La Milano-Sanremo, giunta ieri alla edizione numero 108, è l’eterna sfida tra chi attende lo sprint per imporre la propria potenza e coloro che invece provano a far saltare il banco a traguardo lontano con azioni spettacolari. Nelle ultime tre edizioni avevamo assistito ad arrivi a ranghi compatti che avevano premiato velocisti di primissimo piano come Démare (nel 2016), Degenkolb (2015) e Kristoff (2014), mentre l’ultima volta che un gruppetto era riuscito a beffare gli squadroni dei velocisti fu nel 2013 quando sul traguardo di Sanremo si presentarono tre fuoriclasse come Gerrans, Cancellara e Nibali nell’ordine.

Ebbene ieri abbiamo assistito ad un altro epilogo altamente spettacolare, un vero e proprio show interpretato dal campione del mondo Peter Sagan, uno che avrebbe anche potuto attendere la volata vista la punta di velocità di cui è dotato: invece nell’ultimo tratto della salita del Poggio, a 700 metri dallo scollinamento, lo slovacco della Bora Hansgrohe attacca deciso e fa subito il vuoto, ipotecando la sua prima vittoria nella Classica dei Fiori (fu secondo nel 2013). Dietro qualcuno prova ad inseguirlo, Van Avermaet e Colbrelli su tutti, ma gli unici che con fatica riescono a prendergli la ruota prima dell’inizio della picchiata in discesa verso Sanremo sono l’ex campione del mondo Michal Kwiatkowski e Julian Alaphilippe, entrambi corridori molto in forma visto che hanno recentemente vinto le Strade Bianche ed una tappa alla Parigi-Nizza rispettivamente.

E’ comunque sempre il campione del mondo in carica Sagan a condurre le danze, a disegnare le traiettorie nella tortuosa discesa, a mantenersi in testa nei 2.300 metri che dai piedi del Poggio portano all’arrivo in leggera pendenza di Via Roma: Peter è sicuro di sé, ha una forma fisica strepitosa, ha vinto due tappe alla Tirreno-Adriatico e dei tre è sulla carta il più veloce allo sprint.
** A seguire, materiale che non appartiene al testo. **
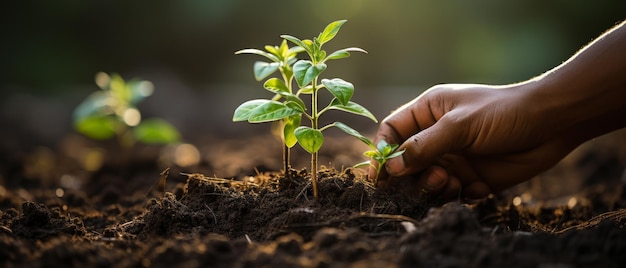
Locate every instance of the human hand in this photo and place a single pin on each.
(470, 140)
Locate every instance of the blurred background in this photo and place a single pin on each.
(51, 50)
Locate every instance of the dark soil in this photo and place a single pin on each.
(54, 213)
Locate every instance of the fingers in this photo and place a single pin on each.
(425, 147)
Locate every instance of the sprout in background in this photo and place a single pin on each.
(112, 112)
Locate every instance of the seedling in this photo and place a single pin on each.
(307, 73)
(281, 58)
(112, 112)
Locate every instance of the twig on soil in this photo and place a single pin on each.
(160, 182)
(617, 215)
(360, 215)
(248, 239)
(210, 210)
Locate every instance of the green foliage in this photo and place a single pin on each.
(380, 152)
(287, 106)
(112, 112)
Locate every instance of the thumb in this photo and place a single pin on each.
(425, 147)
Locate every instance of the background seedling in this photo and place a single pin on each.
(112, 112)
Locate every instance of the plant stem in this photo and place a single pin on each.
(314, 125)
(286, 160)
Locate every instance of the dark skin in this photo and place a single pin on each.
(468, 140)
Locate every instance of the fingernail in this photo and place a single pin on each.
(395, 166)
(436, 179)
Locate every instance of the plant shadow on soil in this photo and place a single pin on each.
(268, 220)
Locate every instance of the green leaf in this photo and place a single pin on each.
(354, 133)
(396, 154)
(330, 31)
(310, 139)
(295, 103)
(273, 50)
(306, 90)
(294, 51)
(242, 113)
(139, 90)
(271, 111)
(258, 52)
(343, 53)
(290, 125)
(298, 42)
(264, 69)
(352, 107)
(97, 127)
(276, 85)
(364, 163)
(383, 147)
(156, 131)
(304, 71)
(96, 104)
(341, 89)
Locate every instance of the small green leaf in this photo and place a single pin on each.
(276, 85)
(330, 31)
(264, 69)
(382, 146)
(310, 139)
(139, 90)
(273, 50)
(258, 52)
(298, 42)
(306, 90)
(371, 153)
(294, 51)
(304, 71)
(295, 103)
(395, 154)
(96, 104)
(290, 125)
(156, 131)
(271, 111)
(341, 89)
(97, 127)
(364, 163)
(242, 113)
(354, 133)
(352, 107)
(343, 53)
(119, 89)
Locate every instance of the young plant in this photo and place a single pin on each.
(306, 73)
(281, 58)
(380, 152)
(112, 112)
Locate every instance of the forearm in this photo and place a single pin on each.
(588, 90)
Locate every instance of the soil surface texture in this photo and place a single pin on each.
(238, 209)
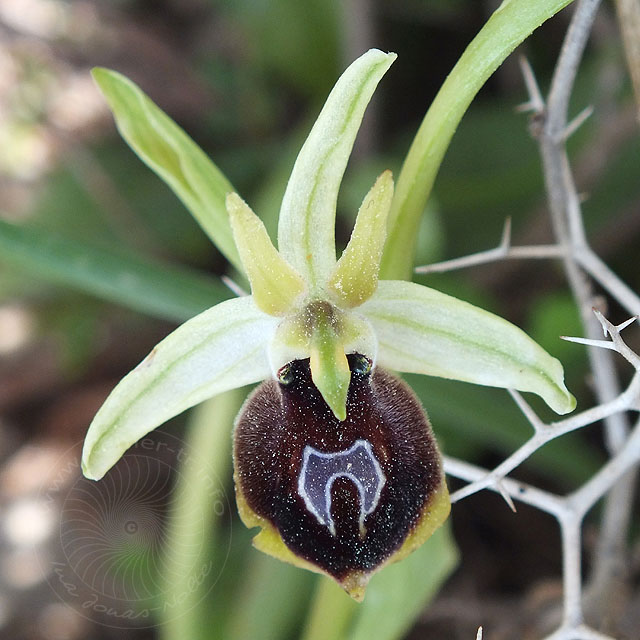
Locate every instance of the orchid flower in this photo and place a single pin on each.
(334, 456)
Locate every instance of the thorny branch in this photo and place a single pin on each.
(616, 479)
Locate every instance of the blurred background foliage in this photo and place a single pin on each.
(98, 260)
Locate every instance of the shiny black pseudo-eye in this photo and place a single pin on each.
(341, 498)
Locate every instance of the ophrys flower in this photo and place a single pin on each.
(334, 457)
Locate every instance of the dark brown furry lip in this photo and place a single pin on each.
(386, 438)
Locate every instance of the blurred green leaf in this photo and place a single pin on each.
(194, 552)
(471, 421)
(306, 53)
(173, 155)
(169, 292)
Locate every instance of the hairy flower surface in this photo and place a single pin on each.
(334, 456)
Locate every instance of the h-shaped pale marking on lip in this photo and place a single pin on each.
(320, 470)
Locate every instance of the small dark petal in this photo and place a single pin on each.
(342, 498)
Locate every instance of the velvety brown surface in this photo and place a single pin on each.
(276, 424)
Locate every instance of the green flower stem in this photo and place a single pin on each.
(188, 549)
(331, 612)
(170, 293)
(509, 25)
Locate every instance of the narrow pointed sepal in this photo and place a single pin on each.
(220, 349)
(307, 216)
(421, 330)
(355, 277)
(275, 284)
(343, 499)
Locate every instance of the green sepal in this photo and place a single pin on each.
(173, 155)
(421, 330)
(355, 276)
(275, 284)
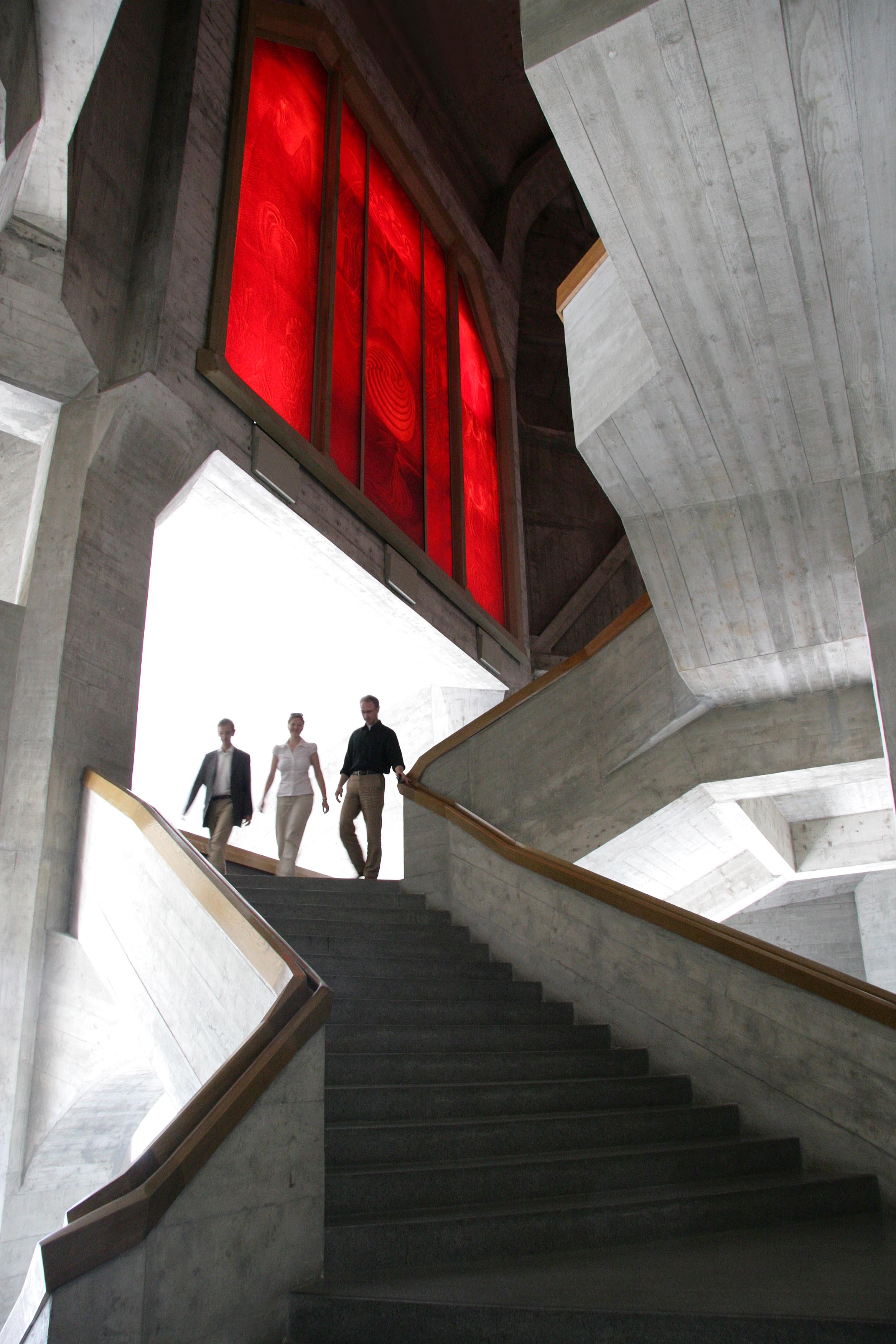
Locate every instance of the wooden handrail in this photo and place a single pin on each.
(537, 687)
(123, 1213)
(836, 986)
(581, 275)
Probabilmente troppo sicuro di sé, tanto che commette un errore fatale: con il gruppo che rapidamente recupera (alla fine giungerà con appena 5″ di ritardo) lui si mantiene sempre in testa e non costringe i due avversari a dargli il cambio ed è il primo a dover lanciare lo sprint. Kwiatkowski lo conosce bene (pressoché coetanei, sono stati avversari in tutte le categorie giovanili) e gli tende un tranello, lasciando quei 3/4 metri di vantaggio che inducono Sagan a partire troppo lungo, quando mancano ancora 250 metri al traguardo: il polacco gli prende la scia e quando lo slovacco si pianta, lo passa di giustezza proprio sulla linea bianca. 12 millesimi di secondo, equivalenti a 20 centimetri è la distanza che separa Kwiatkowski e Sagan dopo 293 chilometri… Alaphilippe è ottimo terzo e nonostante sia corridore veloce, difficilmente avrebbe potuto fare di più contro avversari di questo livello. Il gruppo piomba sull’arrivo pochi secondi dopo, con la platonica volata vinta da Kristoff su Gaviria e Démare. Il migliore degli italiani è Elia Viviani (9°) comunque felice visto che la vittoria è andata ad un compagno del Team Sky.

La stagione delle grandi classiche è incominciata, subito con un grande spettacolo che senza dubbio si ripeterà sulle strade del nord nelle prossime settimane, già a partire da domenica prossima con la Gand-Wevelgem che, inevitabilmente avrà in Peter Sagan il logico favorito…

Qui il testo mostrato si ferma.